The ways which have been lost must be found again. New ways must be walked in a new world. It begins with you: the first to understand how the lost souls of the Kharsa can be spoken with. Teach others. Continue to meet with them. Take from them the pain they offer. Give to them the healing you must gather into yourself. Be one with them—as orcs. Let them remember who they are, Deathspeaker.

You must find peace, in order to give peace.

We must have peace, in order to fight the battles that will come.

Aresk gathered his strength, rising unsteadily to his feet. Around him, bathed in the divine glow of the shrine, the green grass had rejuvenated itself in just minutes, forming a lush carpet of life. At the very edges of the glow, spikes and skulls began to melt from a few bushes like frost under the sun. Giant mushrooms were slowly shrinking, revealing hints of the mundane toadstools nature had meant for them to be.

“I will,” he vowed, pounding a fist into his heart. “I…do not know the way. But I will find it. We will find it.”

Above him, the moon broke through the haze, and the yellowish cast of the light gently faded.

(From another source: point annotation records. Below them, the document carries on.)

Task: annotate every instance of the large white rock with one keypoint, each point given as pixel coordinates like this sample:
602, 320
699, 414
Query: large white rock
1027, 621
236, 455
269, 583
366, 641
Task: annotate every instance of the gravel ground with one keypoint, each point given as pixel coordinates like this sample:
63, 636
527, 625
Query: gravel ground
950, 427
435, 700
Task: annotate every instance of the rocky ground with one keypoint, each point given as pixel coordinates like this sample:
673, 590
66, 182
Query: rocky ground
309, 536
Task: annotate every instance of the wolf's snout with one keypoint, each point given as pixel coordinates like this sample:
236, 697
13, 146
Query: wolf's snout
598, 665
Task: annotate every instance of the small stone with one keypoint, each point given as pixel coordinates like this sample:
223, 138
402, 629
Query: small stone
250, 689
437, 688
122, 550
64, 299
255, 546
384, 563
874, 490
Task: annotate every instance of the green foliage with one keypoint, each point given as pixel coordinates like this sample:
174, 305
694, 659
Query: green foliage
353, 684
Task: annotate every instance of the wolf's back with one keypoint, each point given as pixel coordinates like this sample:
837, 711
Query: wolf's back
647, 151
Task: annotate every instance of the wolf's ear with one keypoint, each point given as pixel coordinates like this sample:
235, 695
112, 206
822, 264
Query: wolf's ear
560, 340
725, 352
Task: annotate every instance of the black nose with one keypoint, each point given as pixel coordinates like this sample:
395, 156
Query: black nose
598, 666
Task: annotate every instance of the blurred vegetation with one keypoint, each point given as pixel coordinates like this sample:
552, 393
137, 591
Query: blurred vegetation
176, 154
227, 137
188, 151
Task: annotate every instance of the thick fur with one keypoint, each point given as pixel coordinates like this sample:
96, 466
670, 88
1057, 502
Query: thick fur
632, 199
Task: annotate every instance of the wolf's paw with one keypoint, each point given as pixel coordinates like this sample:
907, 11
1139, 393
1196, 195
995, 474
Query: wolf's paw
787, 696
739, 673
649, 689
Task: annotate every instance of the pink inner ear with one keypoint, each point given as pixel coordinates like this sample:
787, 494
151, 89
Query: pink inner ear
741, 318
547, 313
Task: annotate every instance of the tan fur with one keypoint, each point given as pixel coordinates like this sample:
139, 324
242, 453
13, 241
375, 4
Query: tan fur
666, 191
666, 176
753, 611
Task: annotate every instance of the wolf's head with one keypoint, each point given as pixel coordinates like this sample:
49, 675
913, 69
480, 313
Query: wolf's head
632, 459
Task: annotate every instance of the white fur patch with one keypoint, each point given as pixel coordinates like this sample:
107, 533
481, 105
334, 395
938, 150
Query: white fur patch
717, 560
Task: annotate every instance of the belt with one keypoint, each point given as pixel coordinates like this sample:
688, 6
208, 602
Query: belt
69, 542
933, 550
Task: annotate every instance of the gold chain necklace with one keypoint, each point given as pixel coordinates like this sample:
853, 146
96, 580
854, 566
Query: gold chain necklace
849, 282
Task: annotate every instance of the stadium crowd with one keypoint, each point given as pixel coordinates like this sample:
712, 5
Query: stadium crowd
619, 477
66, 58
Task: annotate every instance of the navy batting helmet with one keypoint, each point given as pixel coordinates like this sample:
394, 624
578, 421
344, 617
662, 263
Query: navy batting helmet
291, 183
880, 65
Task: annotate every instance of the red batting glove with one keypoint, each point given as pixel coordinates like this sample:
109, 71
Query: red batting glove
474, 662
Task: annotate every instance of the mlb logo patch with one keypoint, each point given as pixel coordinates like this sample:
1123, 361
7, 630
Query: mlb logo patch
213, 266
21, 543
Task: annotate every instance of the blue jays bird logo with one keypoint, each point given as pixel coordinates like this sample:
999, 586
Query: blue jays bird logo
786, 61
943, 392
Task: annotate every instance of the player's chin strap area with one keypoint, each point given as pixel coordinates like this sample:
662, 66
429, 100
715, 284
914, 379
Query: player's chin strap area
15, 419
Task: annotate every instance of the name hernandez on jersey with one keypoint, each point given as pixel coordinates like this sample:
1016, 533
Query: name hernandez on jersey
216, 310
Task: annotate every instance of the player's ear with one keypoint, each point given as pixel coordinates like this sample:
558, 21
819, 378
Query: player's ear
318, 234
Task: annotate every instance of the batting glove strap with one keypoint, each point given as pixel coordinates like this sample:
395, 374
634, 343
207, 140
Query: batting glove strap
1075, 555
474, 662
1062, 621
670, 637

In that one place, there was the first touch of healing.


Gairan hugged him first. Then she punched him. Aresk let her do it three times before catching her fist.

“I truly did not think we would ever see you again, boy,” Raghann said unsteadily, approaching. He was surprised to see her face hollowed and tear-streaked; it was a reminder that for all his points of disagreement with the old shaman, she cared for him as she did for any of their clan.

“God damn I’m glad you’re back,” Arquin added fervently. “And…what’s all this, then?”

He gestured, and Aresk straightened his back, burying self-consciousness beneath pride, as was the way of the Kharsa. He couldn’t quite explain the origin of his clothes; he’d just been wearing them when he turned to step back through the gate. Instead of his simple hunter’s garb, he was dressed in a coarse robe draped with a mantle of raven feathers, a crown of horns and antlers lying atop his head. Regalia of a kind the orcs had not seen in a century: that of their long-broken priesthood.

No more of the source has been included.